Le product owner service paiement se concentre alors sur le module de real user monitoring (RUM) de l’outil d’observabilité qui relève l’ensemble des actions sur les navigateurs client sur un échantillon de 10% des sessions. Le mode échantillonnage a été privilégié pour réduire les coûts d’observabilité. Relever toutes les actions sur les navigateurs client pour 100% des sessions aurait un coût démesuré. Avec l’aide du support, sur une sélection de cas, en corrélant date, heure et id client, des sessions enregistrées sont retrouvées dans le RUM. Dans 100% des sessions enregistrées corrélées à un incident remonté au support, l’action de validation du paiement n’a pas obtenue de réponse de la plateforme.
Le support et l’équipe de développement paiement se tournent alors vers le module d’application performance monitoring (APM) de l’outil d’observabilité. L’APM permet de visualiser et explorer le chemin d’exécution complet d’une requête entrant sur la plateforme. L’APM est également configuré pour n’enregistrer que 10% de requêtes entrantes pour les mêmes raisons que le module RUM. Les sous-requêtes entre services, des différents appels et durées d’exécution sont disponibles. Ceci a été rendu possible car l’équipe de développement paiement a instrumentalisé ses services avec l’aide du Technical Account Manager de l’outil d’observabilité. Les ID de requêtes RUM (côté navigateur) sont reprises par le module APM, les mêmes 10% d’activités sont donc enregistrés. Il est donc possible de suivre de bout en bout une requête. Les appels navigateur sont retrouvés et une sous-requête au service de remise est identifiée comme n’obtenant pas de réponse, ce qui conduit le service de paiement à ne pas répondre à l’action côté navigateur faute d’information.
L’équipe SRE est consultée. Elle note que le nombre de containers de chaque service est correct et que le seuil supérieur de consommation de mémoire est parfois brièvement dépassé mais que tout revient dans l’ordre rapidement. Ces valeurs de monitoring sont relevées directement auprès des agents de monitoring installés sur le cluster de hosting toutes les 30 secondes. En regardant de plus près il est constaté que c’est spécifiquement l’unique container du service de validation de remise qui surconsomme de la mémoire.

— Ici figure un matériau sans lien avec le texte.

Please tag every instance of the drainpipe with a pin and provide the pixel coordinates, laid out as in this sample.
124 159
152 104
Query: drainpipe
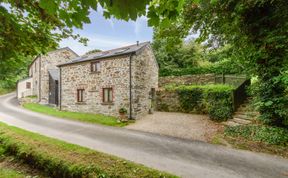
39 79
130 86
60 88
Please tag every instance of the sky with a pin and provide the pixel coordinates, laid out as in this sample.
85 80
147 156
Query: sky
105 34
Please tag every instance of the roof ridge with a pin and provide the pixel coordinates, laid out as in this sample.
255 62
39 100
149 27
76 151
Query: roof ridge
117 48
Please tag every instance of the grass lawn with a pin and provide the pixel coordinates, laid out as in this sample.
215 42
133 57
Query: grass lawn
83 117
10 173
60 159
257 138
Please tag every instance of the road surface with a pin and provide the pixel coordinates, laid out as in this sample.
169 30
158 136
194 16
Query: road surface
177 156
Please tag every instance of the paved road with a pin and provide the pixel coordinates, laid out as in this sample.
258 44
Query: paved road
181 157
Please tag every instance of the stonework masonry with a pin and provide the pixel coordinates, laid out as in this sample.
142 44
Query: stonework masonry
114 73
38 70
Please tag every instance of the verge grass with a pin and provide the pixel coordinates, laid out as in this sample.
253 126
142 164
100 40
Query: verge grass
60 159
83 117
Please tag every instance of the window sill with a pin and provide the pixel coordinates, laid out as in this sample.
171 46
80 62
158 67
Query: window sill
110 103
80 103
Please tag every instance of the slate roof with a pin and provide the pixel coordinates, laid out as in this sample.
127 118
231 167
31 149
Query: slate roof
110 53
54 73
56 50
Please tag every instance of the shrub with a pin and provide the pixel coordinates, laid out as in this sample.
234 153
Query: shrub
225 66
215 100
266 134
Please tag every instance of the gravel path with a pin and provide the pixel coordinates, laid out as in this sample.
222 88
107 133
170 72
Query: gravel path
188 126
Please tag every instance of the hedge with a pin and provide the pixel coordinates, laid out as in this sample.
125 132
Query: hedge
60 159
266 134
214 100
226 67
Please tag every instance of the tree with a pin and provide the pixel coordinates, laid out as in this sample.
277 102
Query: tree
30 27
258 30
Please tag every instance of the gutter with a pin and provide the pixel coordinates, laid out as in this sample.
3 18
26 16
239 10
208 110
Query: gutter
60 92
39 82
130 86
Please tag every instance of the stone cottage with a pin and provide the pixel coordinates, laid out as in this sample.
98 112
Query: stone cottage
106 81
44 75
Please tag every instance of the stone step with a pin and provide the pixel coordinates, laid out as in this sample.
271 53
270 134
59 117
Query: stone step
247 112
231 123
241 121
242 116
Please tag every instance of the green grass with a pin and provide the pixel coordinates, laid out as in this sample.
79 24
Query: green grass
83 117
60 159
10 173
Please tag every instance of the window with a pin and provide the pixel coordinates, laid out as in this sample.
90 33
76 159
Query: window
95 66
28 85
107 95
80 95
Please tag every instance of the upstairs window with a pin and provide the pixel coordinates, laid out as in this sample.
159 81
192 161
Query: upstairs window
80 95
107 95
28 85
95 66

L’ensemble des acteurs conclut que le code a une fuite mémoire. La taille de la mémoire utilisée augmente à chaque demande de validation de remise gérée. Jusqu’à atteindre la mémoire maximum utilisable par le container hébergeant le code. L’ordonnanceur de container à la limite maximum de mémoire autorisée tue le container et en relance un nouveau. Tous les cas de non réponse à l’action de validation du paiement par le client sur son navigateur, relevés dans le module RUM et APM, ont eu lieu durant un changement de container du service de validation remise pour surconsommation mémoire.
Immédiatement, un retour en arrière sur la version précédente du service de validation remise est envisagé. Le service n’ayant pas de couplage fort avec le service de validation paiement, ceci est donc réalisé. La perte de fonctionnalité est mineure et porte sur un unique partenaire sur une campagne de promotion. L’équipe marketing est informée et l’arrêt de la campagne sera décalé autant de temps que nécessaire après que le code du service de validation remise soit réparé de cette fuite mémoire.

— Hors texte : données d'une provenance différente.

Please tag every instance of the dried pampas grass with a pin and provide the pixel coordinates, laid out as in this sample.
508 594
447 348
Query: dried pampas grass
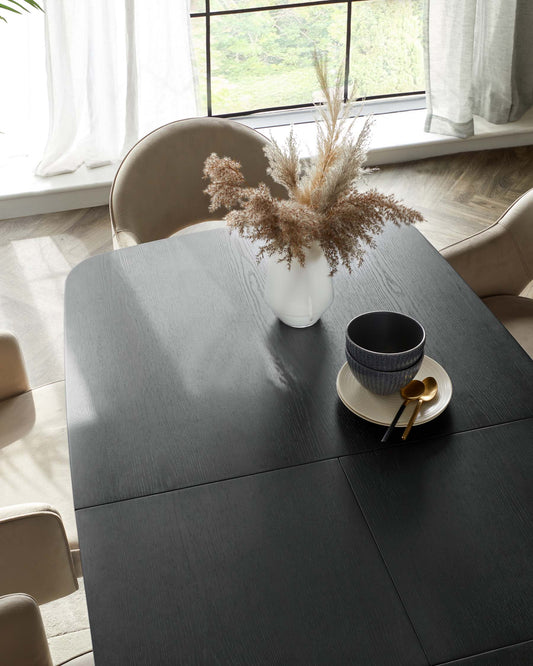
324 204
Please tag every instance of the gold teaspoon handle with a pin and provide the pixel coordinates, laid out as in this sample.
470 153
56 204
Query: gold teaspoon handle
412 419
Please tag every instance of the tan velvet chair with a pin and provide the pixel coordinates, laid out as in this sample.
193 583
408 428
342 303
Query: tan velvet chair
497 263
159 187
34 553
34 459
35 567
22 635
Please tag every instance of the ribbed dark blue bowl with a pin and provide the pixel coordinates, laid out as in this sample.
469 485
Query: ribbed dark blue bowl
386 341
382 382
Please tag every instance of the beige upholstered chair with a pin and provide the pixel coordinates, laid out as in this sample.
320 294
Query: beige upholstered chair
498 264
34 460
159 187
22 635
34 554
34 560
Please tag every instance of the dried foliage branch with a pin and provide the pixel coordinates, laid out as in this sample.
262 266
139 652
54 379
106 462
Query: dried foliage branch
324 204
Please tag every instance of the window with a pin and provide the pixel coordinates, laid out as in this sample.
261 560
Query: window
256 55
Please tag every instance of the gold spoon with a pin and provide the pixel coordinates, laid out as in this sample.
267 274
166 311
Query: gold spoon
411 391
430 391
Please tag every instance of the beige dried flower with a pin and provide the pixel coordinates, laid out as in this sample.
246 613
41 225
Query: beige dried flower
324 204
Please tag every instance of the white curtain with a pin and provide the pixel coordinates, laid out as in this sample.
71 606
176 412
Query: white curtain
479 61
117 69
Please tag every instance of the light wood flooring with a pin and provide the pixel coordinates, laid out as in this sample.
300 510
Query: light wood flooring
458 195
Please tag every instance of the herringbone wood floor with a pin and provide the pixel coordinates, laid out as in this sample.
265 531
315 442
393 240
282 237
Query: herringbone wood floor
458 195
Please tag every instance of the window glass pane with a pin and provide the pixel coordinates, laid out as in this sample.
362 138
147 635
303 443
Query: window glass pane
386 47
264 59
221 5
197 6
199 57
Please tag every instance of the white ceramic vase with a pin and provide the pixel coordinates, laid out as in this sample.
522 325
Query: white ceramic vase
299 295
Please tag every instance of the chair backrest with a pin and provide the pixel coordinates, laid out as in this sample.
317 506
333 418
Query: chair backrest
13 378
34 554
159 187
22 636
499 259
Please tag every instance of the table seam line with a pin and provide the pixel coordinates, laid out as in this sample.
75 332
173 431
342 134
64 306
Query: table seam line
384 563
338 457
479 654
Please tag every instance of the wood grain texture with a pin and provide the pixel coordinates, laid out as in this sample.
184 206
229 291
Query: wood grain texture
452 518
277 568
179 374
512 655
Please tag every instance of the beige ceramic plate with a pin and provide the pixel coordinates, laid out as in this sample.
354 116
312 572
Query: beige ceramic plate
381 409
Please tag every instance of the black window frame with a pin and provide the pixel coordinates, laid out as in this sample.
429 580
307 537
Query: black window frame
207 14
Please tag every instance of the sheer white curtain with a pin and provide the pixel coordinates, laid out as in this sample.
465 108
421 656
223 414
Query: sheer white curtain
479 57
116 70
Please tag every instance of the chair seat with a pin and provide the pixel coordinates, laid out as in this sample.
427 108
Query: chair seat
201 226
34 459
516 314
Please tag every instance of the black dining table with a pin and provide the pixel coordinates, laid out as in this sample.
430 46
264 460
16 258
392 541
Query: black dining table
231 510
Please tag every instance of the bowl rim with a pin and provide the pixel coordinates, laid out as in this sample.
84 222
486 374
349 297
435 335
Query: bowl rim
386 354
383 372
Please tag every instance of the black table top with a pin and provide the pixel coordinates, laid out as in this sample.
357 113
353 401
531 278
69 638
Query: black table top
175 364
231 510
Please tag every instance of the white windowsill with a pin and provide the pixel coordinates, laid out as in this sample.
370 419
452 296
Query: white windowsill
396 137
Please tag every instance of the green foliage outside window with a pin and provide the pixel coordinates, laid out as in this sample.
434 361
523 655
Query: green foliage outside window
264 59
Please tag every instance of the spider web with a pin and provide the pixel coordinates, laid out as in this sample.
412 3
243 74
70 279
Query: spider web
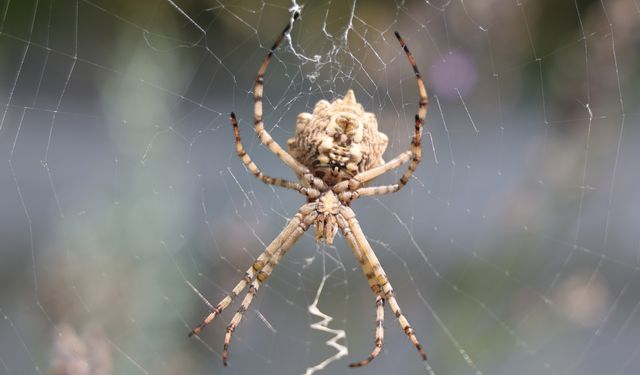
514 249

Aller vers l’observabilité pour faire émerger une synergie entre les acteurs autour de données communes.
Suite à cet incident, une réunion d’autopsie est conduite avec l’ensemble des acteurs sur la base du constat effectué. Les différents acteurs ont recherché les actions suivantes correctives possible:
- Le lead technique de l’équipe de développement paiement s’engage à corriger la fuite mémoire (DEV).
- Le product owner de l’équipe de développement paiement décide que le service validation paiement doit gérer le cas de non réponse du service de validation remise. Il est décidé que le service de paiement fera deux tentatives de validation remise et en cas de non réponse annoncera que la remise n’est pas validée. Le travail sera entrepris à la prochaine itération de l’équipe et la fonctionnalité ajoutée dans le code du service paiement. (PRODUIT)
- L’équipe de développement paiement comprend que son SLA basé sur un scénario de synthetic monitoring n’est pas optimum et décide de prendre comme référence les informations du module APM de l’outil d’observabilité sur le service paiement. (DEV)
- L’équipe SRE décide d’un changement dans l’hébergement du service de validation remise. Celui-ci ne doit pas dépendre d’un unique container mais de plusieurs containers, même si la charge de travail ne le justifie pas. La charge de travail de doit être répartie équitablement entre chaque container. Chaque container devant être instancié tous les 15 secondes au changement de version pour prévenir l’indisponibilité de tous en cas de nouvelle fuite mémoire. (OPS)
- L’équipe finance utilise le module APM avec l’aide de l’équipe SRE pour retrouver l’ensemble des requêtes au service de validation remise ayant échoué. En tenant compte que seul 10% des requêtes sont enregistrées, on fait une estimation sur la base du panier moyen pour calculer l’impact financier. L’incident est apparu dans les dernières 24h et le cas est rare. L’impact est très faible, ce qui rassure tout le monde. (Business)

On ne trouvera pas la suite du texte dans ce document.